I took the Implicit Association Test for race at Project Implicit (you can register to participate in online implicit association psychology research.) My results surprised me:
I expected to be neutral (don't we all think/hope we are), or if anything, to have a slight preference for European American, given that I am myself a European American.
I wonder if my results are related to the community-oriented culture in West Africa. In Ghana, if you are in trouble, you know people will help you. I would have been unsurprised to find I had implicit associations between African Americans and words like "community", "help", or "friendly", as a result of my experiences with Africans.
In more individualist America, I don't trust that bystanders will help if I'm in trouble. But there are positive words I would associate that culture too-- words like "freedom", "privacy", "efficiency" or "merit". I wonder if the words selected for use in the implicit bias test are more likely to be associated with traits I like about Ghanaian culture than the traits I like about American culture.

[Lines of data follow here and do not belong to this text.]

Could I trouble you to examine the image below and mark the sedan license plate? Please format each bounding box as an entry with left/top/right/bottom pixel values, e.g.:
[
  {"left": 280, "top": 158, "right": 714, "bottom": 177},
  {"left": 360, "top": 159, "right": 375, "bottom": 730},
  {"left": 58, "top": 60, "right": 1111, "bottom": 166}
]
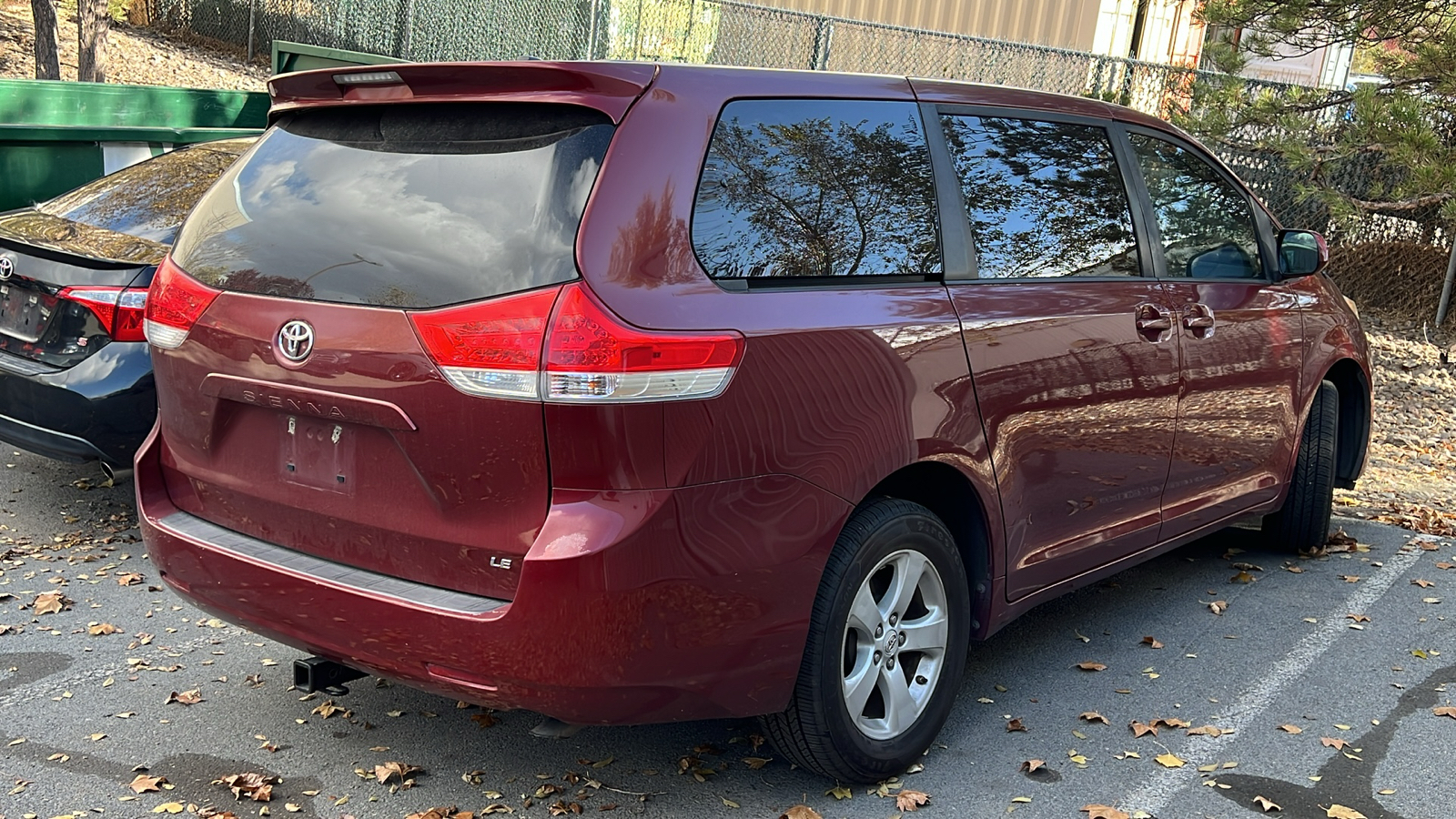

I think the important take away, though, is that it is very easy to make implicit but fallacious generalizations-- in my case, that only European features imply American culture, or that African features only imply Ghanaian culture. Living in another culture certainly challenges your preconceptions-- I remember when Trayvon Martin's death made the news, thinking, "Black people wear hoodies??"-- but it's important to remember that it doesn't make you immune from internalizing new biases.
I have worked in economic policy and research in Washington, D.C. and Ghana. My husband and I recently moved to Guyana, where I am working for the Ministry of Finance. I like riding motorcycle, outdoor sports, foreign currencies, capybaras, and having opinions.